Posted on 11/21/24 at 7:34 am to
Posted by Lsupimp
Ersatz Amerika-97.6% phony & fake
Member since Nov 2003
84096 posts
Posted on 11/21/24 at 7:34 am to
Well that’s the universal experience. Men being legitimately confused about WHY the women seem to need to have this feeling of INDIGNATION to feel alive. And how that can be devastating to the lives of men. Jordan Peterson and others have spoken about it. I won’t get into the evolutionary reasons why women behave this way but I can tell you it’s ok to opt out.

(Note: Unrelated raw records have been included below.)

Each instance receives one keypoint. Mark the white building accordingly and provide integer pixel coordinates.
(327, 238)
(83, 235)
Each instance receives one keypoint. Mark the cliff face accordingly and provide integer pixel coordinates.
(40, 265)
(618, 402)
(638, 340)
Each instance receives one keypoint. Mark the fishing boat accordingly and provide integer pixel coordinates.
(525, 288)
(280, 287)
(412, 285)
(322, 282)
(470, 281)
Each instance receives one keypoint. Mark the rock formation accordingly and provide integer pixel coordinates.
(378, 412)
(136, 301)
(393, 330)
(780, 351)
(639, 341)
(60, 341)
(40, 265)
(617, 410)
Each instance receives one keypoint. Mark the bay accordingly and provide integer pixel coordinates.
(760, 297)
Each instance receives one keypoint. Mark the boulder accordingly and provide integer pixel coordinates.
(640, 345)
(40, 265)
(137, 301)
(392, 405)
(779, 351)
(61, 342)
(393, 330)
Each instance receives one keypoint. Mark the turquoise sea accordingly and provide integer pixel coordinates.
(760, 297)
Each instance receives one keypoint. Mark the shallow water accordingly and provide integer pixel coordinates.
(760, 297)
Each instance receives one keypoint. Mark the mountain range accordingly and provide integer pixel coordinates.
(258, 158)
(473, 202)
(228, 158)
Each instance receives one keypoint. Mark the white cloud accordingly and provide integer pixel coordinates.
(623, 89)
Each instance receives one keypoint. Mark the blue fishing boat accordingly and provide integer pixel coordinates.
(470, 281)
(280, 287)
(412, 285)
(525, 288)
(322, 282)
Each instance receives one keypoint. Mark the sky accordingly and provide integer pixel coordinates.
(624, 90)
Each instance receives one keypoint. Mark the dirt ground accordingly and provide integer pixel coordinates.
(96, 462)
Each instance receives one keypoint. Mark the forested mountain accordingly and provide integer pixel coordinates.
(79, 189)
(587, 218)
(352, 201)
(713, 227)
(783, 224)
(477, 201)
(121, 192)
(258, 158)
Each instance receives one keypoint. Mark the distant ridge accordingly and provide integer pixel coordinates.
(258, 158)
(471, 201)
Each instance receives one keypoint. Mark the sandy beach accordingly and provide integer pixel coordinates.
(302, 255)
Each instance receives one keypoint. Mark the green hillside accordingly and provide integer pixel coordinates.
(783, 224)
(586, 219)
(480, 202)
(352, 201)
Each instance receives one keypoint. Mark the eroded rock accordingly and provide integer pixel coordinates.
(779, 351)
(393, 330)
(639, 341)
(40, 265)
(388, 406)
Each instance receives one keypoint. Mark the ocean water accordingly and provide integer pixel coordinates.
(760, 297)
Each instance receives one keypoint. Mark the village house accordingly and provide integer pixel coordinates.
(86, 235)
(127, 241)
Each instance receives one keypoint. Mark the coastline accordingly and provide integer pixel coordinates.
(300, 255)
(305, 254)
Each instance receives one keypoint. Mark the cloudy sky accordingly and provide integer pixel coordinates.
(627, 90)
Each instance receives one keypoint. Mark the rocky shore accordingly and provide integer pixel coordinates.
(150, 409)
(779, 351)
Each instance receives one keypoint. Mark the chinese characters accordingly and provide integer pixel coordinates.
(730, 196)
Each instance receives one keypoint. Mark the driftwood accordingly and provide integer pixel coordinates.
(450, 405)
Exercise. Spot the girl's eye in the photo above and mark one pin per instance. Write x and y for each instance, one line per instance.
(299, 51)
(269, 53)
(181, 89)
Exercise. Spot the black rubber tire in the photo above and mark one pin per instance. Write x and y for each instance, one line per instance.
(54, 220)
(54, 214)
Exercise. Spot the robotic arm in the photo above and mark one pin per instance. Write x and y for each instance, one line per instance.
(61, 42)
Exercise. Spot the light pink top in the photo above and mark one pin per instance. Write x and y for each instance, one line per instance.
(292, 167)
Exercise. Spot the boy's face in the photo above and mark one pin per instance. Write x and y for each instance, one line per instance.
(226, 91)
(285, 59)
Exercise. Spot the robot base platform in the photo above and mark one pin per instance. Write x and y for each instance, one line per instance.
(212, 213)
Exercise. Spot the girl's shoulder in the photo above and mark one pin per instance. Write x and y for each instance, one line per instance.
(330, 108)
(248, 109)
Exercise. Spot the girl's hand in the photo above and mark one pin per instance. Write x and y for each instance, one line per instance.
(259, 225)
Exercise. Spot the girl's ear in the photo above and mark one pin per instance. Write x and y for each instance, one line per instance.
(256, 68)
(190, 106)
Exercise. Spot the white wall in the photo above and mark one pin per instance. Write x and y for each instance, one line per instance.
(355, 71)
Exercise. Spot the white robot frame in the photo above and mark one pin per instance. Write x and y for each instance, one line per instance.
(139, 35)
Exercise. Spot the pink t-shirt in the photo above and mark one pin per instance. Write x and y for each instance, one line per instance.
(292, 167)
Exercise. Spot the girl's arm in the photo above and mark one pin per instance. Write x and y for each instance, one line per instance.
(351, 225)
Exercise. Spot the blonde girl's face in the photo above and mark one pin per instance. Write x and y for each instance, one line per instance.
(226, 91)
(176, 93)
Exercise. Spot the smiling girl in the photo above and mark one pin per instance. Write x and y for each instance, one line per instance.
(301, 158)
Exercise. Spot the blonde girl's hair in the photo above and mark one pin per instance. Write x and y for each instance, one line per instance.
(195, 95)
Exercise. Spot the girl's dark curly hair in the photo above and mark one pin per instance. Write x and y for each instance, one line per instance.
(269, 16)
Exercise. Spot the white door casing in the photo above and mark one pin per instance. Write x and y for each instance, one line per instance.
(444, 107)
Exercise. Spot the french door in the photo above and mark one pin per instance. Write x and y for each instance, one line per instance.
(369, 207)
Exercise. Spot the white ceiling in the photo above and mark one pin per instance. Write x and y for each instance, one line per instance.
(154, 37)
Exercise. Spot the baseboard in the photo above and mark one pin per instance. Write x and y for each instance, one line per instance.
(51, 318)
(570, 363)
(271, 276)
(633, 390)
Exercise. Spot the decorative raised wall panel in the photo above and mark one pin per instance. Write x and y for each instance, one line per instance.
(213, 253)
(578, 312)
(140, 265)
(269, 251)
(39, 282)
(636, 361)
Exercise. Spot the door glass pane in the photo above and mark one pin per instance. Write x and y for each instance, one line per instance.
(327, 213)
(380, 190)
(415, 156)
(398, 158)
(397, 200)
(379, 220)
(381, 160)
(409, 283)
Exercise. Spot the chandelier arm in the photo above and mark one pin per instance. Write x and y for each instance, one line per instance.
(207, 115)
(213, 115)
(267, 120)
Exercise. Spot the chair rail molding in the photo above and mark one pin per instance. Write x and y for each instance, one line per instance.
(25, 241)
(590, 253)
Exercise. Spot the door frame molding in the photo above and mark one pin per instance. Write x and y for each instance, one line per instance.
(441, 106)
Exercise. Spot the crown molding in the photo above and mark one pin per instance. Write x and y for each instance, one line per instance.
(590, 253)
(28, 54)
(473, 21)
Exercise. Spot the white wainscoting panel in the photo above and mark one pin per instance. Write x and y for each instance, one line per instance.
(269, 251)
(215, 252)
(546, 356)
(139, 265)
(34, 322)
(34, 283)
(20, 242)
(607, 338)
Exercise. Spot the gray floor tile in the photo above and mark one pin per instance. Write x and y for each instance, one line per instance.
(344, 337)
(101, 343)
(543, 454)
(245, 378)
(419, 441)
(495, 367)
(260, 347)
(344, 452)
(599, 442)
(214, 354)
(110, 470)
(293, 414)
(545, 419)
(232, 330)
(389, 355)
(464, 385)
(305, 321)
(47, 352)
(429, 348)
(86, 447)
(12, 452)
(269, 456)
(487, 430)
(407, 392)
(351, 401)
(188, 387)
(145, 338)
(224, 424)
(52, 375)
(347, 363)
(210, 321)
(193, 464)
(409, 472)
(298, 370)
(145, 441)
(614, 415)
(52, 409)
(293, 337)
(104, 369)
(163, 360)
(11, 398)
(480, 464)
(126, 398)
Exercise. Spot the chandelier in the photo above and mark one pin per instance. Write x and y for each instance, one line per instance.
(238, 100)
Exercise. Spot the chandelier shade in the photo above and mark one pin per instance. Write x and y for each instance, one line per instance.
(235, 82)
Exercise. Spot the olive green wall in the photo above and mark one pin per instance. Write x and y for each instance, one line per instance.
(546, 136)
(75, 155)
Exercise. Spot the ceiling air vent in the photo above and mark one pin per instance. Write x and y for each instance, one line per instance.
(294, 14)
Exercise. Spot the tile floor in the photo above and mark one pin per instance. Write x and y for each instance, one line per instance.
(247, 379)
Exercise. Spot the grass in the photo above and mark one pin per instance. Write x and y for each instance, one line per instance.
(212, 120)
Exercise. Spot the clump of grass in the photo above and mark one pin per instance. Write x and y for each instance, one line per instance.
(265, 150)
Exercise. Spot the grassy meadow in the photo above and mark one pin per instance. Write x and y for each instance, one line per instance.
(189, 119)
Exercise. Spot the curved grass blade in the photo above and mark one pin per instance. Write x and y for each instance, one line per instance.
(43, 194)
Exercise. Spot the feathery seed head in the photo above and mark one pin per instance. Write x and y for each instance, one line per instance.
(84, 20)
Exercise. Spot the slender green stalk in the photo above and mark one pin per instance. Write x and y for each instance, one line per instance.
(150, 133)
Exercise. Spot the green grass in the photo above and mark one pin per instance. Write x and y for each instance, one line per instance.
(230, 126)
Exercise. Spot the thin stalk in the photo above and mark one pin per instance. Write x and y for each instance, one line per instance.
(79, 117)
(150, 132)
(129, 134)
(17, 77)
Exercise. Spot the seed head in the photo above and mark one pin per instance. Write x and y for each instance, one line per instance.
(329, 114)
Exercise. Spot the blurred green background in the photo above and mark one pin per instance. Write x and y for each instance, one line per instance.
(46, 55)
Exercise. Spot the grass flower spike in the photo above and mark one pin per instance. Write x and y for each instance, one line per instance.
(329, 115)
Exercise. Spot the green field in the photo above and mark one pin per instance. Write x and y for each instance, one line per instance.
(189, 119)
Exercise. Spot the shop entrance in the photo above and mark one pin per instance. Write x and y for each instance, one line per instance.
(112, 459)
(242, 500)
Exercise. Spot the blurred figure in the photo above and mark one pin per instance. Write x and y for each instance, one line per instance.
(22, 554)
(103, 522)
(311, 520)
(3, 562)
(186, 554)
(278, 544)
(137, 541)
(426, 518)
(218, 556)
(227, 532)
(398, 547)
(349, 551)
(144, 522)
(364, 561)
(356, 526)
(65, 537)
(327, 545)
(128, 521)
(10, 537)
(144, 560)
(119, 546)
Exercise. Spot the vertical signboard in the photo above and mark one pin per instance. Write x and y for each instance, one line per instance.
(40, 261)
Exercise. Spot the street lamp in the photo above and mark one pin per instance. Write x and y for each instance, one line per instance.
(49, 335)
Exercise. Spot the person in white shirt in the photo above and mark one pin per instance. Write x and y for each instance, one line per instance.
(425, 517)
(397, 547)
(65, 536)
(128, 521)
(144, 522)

I had to limit contact with my own mother for this reason to varying degrees for decades. Her chaos agent game is strong. Just recently she has shared 35 year old private medical information about me with my children that she found in a box and my kids came to me all concerned .and of course, anything that might embarrass me is readily shared.

Men want to laugh and relax and enjoy the day but carry that feeling of dread about what that particular woman will say or do to wreck the day. It’s a form of abuse.
Posted by chryso
Baton Rouge
Member since Jul 2008
13055 posts
Posted on 11/21/24 at 7:42 am to
quote:

My sister’s plan of attack has always been through food and her ever changing list of things she can’t or won’t eat.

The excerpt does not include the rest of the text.